Rock Art
Yesterday we visited a National Forest site, the V-V (pronounced Vee Bar Vee) ranch, for an archeology fair. We missed the Hopi dancers because of time zone differences. Arizona as a whole does not observe daylight savings, but the Native American reservations do. We turned up in time for the dancers Arizona time, and they had performed at reservation time, so we were an hour late.
Even so we had a great time. There were a number of exhibits by local archeological groups. It’s not an easy task gathering archaeological evidence from people with very little metallurgy or pottery, especially if they had the annoying habit of reusing tools and projectile heads from previous inhabitants of the land. We might find an old arrowhead and stick it in a museum collection, but they would find an old arrowhead and stick it in an arrow, thus confusing the archaeological record by hundreds of years.
The site contains the best Native American petroglyphs in Arizona…

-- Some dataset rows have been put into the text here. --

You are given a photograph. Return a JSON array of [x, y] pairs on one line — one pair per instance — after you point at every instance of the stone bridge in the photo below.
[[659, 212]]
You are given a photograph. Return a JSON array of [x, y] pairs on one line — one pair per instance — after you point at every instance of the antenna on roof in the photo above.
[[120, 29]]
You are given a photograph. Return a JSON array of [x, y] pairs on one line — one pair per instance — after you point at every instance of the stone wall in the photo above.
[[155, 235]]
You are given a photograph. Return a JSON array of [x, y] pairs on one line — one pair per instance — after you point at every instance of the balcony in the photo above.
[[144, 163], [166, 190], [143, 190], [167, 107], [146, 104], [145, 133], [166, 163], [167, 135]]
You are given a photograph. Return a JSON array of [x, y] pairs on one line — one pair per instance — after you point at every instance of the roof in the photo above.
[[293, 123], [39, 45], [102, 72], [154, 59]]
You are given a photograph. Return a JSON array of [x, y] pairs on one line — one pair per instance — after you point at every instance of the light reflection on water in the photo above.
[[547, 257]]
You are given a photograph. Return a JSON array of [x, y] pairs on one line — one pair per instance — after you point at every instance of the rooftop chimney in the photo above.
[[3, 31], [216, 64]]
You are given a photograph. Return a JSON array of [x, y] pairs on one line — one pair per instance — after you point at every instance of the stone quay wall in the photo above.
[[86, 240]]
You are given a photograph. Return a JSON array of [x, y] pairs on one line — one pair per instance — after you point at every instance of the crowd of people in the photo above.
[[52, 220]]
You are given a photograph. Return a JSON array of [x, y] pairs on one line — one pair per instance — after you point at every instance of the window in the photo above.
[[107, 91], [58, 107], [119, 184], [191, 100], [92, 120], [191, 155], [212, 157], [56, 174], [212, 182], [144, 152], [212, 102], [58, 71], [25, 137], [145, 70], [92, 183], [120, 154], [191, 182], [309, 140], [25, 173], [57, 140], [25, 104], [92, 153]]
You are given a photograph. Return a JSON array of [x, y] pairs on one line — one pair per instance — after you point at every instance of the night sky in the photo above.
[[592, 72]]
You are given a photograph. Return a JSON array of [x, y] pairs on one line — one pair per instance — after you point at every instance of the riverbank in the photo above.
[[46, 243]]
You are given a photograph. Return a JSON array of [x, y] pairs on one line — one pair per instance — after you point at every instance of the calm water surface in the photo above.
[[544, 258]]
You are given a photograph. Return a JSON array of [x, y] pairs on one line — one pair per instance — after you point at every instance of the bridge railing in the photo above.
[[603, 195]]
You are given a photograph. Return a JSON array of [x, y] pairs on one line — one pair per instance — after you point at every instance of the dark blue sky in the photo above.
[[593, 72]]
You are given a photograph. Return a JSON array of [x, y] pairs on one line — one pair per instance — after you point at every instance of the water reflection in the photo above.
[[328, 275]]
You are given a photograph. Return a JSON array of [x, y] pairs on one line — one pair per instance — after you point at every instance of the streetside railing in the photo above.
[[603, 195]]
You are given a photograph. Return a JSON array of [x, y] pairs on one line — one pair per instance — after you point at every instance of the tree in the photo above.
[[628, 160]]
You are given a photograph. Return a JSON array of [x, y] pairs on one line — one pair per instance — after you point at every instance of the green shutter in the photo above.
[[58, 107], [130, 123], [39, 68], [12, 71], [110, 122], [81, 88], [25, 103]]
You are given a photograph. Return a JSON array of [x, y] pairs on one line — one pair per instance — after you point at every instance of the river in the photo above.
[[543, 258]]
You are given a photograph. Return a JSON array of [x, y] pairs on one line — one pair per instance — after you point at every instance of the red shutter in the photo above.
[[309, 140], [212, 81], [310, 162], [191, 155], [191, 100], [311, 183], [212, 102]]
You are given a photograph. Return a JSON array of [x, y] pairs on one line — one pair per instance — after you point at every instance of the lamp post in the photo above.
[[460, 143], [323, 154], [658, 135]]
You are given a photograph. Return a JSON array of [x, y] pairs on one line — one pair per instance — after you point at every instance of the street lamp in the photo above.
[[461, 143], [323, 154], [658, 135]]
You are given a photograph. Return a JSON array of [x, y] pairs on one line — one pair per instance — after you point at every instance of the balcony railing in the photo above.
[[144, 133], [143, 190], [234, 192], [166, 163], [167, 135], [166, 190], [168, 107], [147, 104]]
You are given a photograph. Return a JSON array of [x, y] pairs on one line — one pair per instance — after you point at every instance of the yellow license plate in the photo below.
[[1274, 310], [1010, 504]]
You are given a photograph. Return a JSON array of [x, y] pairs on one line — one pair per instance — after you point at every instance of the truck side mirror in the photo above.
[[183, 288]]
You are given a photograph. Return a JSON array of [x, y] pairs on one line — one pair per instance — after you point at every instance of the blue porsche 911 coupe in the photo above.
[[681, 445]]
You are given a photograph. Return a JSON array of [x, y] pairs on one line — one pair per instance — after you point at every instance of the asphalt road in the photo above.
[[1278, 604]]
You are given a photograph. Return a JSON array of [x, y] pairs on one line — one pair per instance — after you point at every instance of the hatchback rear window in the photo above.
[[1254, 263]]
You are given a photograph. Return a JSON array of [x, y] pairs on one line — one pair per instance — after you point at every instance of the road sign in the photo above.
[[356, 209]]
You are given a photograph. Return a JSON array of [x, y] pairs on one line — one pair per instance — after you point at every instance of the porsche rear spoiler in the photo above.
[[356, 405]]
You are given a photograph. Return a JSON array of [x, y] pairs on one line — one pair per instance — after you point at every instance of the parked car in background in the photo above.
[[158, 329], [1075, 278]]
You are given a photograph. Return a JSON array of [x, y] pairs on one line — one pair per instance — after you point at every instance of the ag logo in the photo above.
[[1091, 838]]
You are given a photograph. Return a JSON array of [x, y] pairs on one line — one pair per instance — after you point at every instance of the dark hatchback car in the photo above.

…on a rock face that also acts an a solar calendar.
As the sun crosses the line of the rock face, the two rocks that project from the crack in the rock cast shadows with a beam of sunlight between them. It’s been suggested that when the beam crosses certain petroglyphs that indicates solstices, equinoxes, the best time to plant and harvest corn, and the time to perform ritual dances. This is the corn petroglyph.
These are the ritual dancers.
While many of the other petroglyphs are obscure in meaning, some are obvious. The bighorn sheep…
… heron…
… tortoise…
… and Doctor Who being pursued by a dalek.
I though this one was a snake, but apparently it is a map of the River Verde as it was eight hundred years ago.
Perhaps it is a snake disguised as the River Verde.